The State of Utah on March 22, 2019 returned to the topic of non-competes for the third time in three years. It had passed that statute in 2016 (as we noted), and then amended in 2018 (as we also discussed here earlier), and now is at it again, by amending it once more. Maybe they are hoping that the third time’s a charm, as they say.
It seems that, like Goldilocks, the broadcasting industry found the original 2016 statutory bed to be a little too hard for it to sleep in. As we discussed at the time:
The State of Utah recently enacted Utah Code Annotated 34-51-101 et seq., the so-called Post-Employment Restrictions Amendments, which limit restrictive covenants entered into on or after May 10, 2016 to a one-year time period from termination. Although this could curtail certain employers’ plans, the amendments enacted provide some important exceptions and are in fact much more favorable to employers than those first proposed, which would have precluded virtually all post-employment restrictions in Utah.

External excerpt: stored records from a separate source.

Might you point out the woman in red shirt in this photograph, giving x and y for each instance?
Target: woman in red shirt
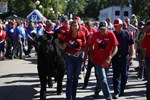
(74, 43)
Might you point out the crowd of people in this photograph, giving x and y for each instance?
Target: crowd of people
(89, 44)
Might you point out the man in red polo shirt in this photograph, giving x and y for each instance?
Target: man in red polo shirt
(103, 47)
(146, 55)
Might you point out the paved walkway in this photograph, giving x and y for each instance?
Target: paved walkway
(19, 81)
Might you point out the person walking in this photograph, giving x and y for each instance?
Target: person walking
(122, 59)
(90, 64)
(146, 55)
(103, 47)
(2, 42)
(74, 43)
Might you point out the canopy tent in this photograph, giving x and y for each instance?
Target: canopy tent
(35, 15)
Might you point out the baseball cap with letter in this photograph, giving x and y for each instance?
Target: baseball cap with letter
(117, 22)
(103, 25)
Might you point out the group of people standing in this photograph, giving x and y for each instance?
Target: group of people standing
(102, 45)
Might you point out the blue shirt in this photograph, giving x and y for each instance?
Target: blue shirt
(30, 31)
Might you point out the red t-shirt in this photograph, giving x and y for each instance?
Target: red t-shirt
(63, 31)
(103, 46)
(85, 31)
(75, 44)
(146, 44)
(3, 36)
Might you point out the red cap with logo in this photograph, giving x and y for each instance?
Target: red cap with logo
(117, 22)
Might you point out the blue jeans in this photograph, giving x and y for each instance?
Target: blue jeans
(120, 73)
(88, 72)
(102, 81)
(147, 59)
(73, 65)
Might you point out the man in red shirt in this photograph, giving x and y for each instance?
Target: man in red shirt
(2, 42)
(103, 47)
(146, 55)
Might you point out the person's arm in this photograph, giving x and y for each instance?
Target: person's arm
(108, 60)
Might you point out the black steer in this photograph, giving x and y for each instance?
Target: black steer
(50, 63)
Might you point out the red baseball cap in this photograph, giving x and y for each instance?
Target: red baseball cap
(117, 22)
(127, 20)
(77, 18)
(57, 22)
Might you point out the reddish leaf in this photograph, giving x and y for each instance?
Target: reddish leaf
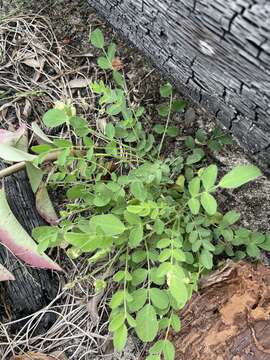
(17, 240)
(5, 274)
(45, 207)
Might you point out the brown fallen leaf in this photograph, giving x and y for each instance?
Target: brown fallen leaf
(78, 83)
(117, 64)
(57, 355)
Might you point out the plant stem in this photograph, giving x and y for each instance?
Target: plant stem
(21, 165)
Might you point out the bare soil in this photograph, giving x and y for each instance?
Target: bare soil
(236, 308)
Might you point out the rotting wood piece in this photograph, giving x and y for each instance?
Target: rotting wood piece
(32, 288)
(216, 52)
(229, 318)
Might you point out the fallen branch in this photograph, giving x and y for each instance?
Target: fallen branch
(21, 165)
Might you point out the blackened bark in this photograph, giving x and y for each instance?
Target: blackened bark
(33, 288)
(216, 52)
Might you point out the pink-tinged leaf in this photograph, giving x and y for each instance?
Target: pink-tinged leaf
(17, 240)
(12, 137)
(45, 207)
(5, 274)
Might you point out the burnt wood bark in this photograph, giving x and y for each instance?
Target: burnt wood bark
(229, 318)
(216, 52)
(33, 288)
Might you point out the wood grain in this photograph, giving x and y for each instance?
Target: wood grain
(216, 52)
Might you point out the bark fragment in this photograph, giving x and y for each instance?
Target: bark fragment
(229, 318)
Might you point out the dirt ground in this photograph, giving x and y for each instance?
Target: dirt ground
(71, 21)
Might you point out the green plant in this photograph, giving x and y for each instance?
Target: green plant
(155, 219)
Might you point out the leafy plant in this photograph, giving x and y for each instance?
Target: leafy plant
(153, 218)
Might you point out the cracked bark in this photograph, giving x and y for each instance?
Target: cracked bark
(204, 47)
(33, 288)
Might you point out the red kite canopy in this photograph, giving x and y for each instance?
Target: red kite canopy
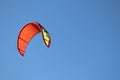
(28, 32)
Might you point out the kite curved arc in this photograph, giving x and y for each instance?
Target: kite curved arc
(28, 32)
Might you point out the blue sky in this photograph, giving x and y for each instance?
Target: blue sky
(85, 40)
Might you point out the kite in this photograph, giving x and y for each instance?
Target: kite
(28, 32)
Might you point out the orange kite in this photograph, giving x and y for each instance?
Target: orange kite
(28, 32)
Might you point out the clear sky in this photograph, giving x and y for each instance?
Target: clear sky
(85, 40)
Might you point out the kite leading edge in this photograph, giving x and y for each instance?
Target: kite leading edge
(28, 32)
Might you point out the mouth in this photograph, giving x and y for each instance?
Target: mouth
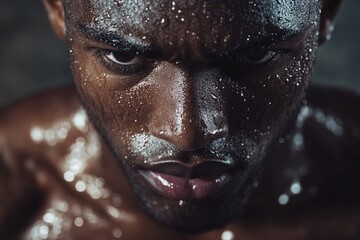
(175, 180)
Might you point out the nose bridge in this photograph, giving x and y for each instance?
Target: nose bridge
(194, 111)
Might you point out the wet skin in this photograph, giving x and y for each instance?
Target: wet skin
(195, 104)
(192, 118)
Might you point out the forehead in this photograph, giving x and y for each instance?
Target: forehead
(225, 22)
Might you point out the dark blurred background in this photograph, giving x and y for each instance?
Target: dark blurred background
(31, 58)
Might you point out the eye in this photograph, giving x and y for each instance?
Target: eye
(123, 59)
(258, 58)
(124, 63)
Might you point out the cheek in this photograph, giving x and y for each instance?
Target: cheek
(268, 98)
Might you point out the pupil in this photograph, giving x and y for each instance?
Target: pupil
(122, 57)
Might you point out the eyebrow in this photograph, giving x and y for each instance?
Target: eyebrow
(114, 39)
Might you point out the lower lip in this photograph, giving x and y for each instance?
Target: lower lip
(186, 189)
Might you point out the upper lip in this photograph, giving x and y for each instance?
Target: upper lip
(197, 169)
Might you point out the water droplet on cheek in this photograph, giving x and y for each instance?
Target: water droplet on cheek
(164, 22)
(117, 233)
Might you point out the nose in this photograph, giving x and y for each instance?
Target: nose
(190, 110)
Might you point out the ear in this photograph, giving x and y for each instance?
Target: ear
(329, 11)
(56, 15)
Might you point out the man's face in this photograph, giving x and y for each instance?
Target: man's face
(190, 95)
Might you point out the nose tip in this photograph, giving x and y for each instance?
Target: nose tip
(190, 111)
(192, 135)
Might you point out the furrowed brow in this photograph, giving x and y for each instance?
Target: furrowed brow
(113, 39)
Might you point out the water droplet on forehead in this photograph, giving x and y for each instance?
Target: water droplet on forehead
(227, 235)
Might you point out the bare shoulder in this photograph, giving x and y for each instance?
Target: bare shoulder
(26, 127)
(18, 121)
(332, 129)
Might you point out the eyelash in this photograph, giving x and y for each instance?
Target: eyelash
(119, 68)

Thus, in 2018, the statute was amended to provide certain rules to apply specifically to the broadcasting industry:
In Utah, the legislature amended the two-year old Post-Employment Restrictions Act (which we had written about before) to limit the enforcement of non-compete agreements against employees in the broadcasting industry. The statute (HB 241) imposes a compensation test that precludes non-competes for broadcast industry employees making less than $47,476 annually, limits broadcast company employment contracts to four years or less, and nullifies any restriction that would limit competition beyond the original contract expiration date (meaning that an employee with a one year restriction who leaves a broadcast employer three months before contract expiration would have a three-month non-compete rather than a one-year non-compete). The amendment also allows enforcement only if the employee is either terminated “for cause,” or the employee breaches the employment contract “in a manner that results in” his or her separation, curious language that seems to leave unaddressed whether a non-compete can be enforced where a non-breaching employee simply resigns. While this amendment is certainly part of the trend of states (Arizona, Connecticut, the District of Columbia, Illinois, Maine, Massachusetts, and New York) having statutes specific to non-compete agreements in the broadcasting industry, it also fits in the broader trend of industry-specific limitations targeting an expanding list of industries and the even broader attack on non-compete agreements more generally.
[Utah and Idaho Continue Trend of State Legislatures’ Focusing on Non-Competes By James P. Flynn on April 16, 2018]
Evidently, somebody must have felt that this was too soft on the enforcement of contracts negotiated at arms’ length in the broadcasting industry because it precluded consenting parties from agreeing to contracts of more than four years. So now the statute has removed the four-year cap and replaced it with an amended provision stating that a broadcasting industry non-compete may be included as “part of a written contract of reasonable duration, based on industry standards, the position, the broadcasting employee’s experience, geography, and the parties’ unique circumstances.” Thus, less than three years after enacting the statute and less than one year after trying to put that industry-specific exception to bed, the Utah legislature jumped at the chance to nestle into a result that it must hope “was just right.” I guess we will see.